For my fieldwork, I have had the opportunity to conduct observations in two schools, Euclid High School, and North East High School. Euclid is a city school in Cleveland, and North East is a rural/town high school in North East, PA. At Euclid, I observe primarily the 10th grade honors classes of American History. At North East, I saw an array of classes, but primarily the 9th grade regulars classes of American History.
While observing at Euclid, I’ve noticed that the students have good standings with one another and the teacher. This goes for both schools. Since Euclid is a bigger school, and this can be seen everywhere, the cliques of the classroom are more obvious, where as at North East, it is a small school and most know everyone; therefore, they chat more with everyone. Also, at North East, the students seem to converse with those around them more than at Euclid. Both groups of students are respectful of their teacher. When it is time to learn they pay attention, and even when they become off topic they quickly listen up when the teacher brings them back together.

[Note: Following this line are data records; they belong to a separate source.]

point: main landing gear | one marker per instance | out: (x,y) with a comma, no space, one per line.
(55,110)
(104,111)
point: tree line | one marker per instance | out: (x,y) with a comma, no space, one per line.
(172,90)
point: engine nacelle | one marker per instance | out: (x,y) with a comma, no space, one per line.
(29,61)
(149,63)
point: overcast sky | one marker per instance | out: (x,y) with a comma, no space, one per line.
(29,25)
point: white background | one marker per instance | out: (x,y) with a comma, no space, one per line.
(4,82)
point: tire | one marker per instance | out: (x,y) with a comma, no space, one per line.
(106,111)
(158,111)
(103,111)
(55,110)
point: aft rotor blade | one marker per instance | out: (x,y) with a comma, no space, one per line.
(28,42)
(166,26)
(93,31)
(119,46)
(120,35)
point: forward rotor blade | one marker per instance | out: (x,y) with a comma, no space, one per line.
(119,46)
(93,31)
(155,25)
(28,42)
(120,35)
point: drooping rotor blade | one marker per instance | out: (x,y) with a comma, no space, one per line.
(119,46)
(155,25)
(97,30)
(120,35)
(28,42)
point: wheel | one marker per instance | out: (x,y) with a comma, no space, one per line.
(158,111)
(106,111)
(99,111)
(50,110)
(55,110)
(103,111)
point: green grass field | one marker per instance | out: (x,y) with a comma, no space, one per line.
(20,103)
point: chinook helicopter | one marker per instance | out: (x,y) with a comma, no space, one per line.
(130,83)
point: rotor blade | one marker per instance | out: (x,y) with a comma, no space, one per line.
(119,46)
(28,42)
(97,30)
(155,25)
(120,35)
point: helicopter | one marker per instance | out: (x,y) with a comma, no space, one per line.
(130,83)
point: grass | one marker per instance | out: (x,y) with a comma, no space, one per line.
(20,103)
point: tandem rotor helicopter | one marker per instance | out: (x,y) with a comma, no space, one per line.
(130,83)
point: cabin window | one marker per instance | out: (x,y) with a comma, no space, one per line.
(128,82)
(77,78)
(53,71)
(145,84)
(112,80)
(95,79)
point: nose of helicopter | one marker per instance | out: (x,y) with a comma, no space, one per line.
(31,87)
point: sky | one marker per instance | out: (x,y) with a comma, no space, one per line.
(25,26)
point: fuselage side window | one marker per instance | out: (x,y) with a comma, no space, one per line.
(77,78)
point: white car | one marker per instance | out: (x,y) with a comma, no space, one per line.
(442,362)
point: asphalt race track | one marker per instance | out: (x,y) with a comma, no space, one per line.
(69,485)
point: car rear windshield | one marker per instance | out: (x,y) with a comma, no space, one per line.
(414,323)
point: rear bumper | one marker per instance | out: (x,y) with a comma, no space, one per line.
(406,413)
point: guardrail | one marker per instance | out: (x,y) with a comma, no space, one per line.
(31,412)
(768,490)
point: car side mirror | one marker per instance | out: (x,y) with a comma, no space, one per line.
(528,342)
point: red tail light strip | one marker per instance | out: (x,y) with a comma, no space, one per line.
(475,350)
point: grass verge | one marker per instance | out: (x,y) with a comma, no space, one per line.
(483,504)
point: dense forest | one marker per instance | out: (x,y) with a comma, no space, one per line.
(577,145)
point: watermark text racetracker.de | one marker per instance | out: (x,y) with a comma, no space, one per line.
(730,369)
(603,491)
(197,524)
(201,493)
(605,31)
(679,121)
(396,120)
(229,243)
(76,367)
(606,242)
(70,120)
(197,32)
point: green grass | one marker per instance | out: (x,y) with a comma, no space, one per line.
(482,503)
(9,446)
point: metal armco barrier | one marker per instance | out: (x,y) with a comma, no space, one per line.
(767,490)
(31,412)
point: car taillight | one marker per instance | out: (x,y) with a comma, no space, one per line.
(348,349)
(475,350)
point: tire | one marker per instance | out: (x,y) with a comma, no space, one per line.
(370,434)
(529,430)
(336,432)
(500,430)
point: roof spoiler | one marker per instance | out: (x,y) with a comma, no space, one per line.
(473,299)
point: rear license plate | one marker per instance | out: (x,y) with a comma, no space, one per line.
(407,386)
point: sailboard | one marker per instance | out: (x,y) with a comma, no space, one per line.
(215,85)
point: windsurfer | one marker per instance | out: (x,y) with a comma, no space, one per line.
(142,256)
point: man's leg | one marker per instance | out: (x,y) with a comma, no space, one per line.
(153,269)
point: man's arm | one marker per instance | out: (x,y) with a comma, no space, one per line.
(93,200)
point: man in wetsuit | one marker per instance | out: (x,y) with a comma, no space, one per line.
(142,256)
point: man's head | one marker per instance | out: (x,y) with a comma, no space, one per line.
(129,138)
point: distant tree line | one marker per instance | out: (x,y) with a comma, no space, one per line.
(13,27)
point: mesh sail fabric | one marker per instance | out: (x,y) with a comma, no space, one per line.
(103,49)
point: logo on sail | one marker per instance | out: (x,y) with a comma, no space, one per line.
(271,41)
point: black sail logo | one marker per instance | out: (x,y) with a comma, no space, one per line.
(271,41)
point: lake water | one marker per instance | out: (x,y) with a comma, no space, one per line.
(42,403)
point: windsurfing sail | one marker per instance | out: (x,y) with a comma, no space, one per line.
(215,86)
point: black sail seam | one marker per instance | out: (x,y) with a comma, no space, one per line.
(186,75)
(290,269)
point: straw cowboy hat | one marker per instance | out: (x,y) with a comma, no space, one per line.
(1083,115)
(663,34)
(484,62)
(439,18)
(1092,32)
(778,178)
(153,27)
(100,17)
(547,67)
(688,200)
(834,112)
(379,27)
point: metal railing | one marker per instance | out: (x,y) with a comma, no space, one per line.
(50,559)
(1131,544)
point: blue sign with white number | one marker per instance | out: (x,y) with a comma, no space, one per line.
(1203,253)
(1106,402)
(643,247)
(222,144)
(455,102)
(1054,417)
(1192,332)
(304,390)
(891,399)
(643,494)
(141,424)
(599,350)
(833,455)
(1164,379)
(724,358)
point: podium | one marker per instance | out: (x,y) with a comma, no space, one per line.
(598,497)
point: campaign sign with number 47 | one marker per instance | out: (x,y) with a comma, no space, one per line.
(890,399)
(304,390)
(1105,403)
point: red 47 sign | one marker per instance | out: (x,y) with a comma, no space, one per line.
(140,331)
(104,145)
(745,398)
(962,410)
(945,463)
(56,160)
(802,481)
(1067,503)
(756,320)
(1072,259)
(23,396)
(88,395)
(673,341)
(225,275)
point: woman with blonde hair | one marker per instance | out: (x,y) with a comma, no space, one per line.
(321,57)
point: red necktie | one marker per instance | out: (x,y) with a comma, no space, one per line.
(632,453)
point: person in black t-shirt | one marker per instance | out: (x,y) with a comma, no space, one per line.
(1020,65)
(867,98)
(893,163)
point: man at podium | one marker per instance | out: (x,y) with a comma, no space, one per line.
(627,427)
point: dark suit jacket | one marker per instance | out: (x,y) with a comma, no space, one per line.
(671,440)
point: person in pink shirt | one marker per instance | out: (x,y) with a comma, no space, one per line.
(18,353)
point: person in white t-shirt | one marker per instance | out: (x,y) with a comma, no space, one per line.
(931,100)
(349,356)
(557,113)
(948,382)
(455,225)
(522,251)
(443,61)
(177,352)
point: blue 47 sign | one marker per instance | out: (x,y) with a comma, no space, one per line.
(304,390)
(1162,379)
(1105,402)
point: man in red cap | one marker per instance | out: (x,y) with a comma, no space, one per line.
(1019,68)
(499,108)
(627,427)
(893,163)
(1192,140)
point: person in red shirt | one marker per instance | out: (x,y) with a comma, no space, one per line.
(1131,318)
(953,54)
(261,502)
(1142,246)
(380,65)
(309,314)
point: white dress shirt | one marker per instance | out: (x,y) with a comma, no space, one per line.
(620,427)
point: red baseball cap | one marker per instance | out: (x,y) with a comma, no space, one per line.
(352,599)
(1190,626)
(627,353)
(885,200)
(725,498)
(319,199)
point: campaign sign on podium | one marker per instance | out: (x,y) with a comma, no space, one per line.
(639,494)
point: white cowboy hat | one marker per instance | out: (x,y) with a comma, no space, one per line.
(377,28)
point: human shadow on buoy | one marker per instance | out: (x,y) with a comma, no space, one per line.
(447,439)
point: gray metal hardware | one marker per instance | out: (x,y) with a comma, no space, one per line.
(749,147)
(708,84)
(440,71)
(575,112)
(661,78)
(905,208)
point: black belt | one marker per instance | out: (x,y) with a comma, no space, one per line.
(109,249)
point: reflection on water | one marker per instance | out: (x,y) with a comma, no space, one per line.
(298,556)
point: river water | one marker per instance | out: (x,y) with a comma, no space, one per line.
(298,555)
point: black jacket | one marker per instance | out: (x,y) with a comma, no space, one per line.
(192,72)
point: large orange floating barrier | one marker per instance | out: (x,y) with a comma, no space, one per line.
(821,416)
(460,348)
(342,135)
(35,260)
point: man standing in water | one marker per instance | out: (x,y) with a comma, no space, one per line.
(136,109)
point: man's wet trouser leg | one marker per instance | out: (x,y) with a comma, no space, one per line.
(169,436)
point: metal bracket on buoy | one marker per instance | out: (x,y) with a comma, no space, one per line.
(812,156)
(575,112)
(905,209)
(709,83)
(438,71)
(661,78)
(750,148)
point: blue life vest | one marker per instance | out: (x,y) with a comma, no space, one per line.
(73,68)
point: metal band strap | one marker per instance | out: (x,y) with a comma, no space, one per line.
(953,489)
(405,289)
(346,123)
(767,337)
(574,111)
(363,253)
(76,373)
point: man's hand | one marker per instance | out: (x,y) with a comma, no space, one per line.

Both schools offer technology readily available to the students, and each have a smartboard in their classroom. However, I have noticed that cellphones are a much more prominent aspect of the classroom than at North East. While both schools have a no cellphone policy, it seems that the students at Euclid do not adhere to that rule. I have asked a few students about this, and they do admit that the cellphone is a distraction, but they do use it for spellcheck and to look up information they do not know. Both teachers have used power points and videos to relay the information to the students.
In social studies, multimodal literacy can be useful, and powerful. By showing an image or video can make the information being discussed real for the students. They are able to see it , rather than having to visualize it in their heads, or visualize the scenario the teacher created for them. Multimodal literacy can be a vital source of relaying information to students in social studies.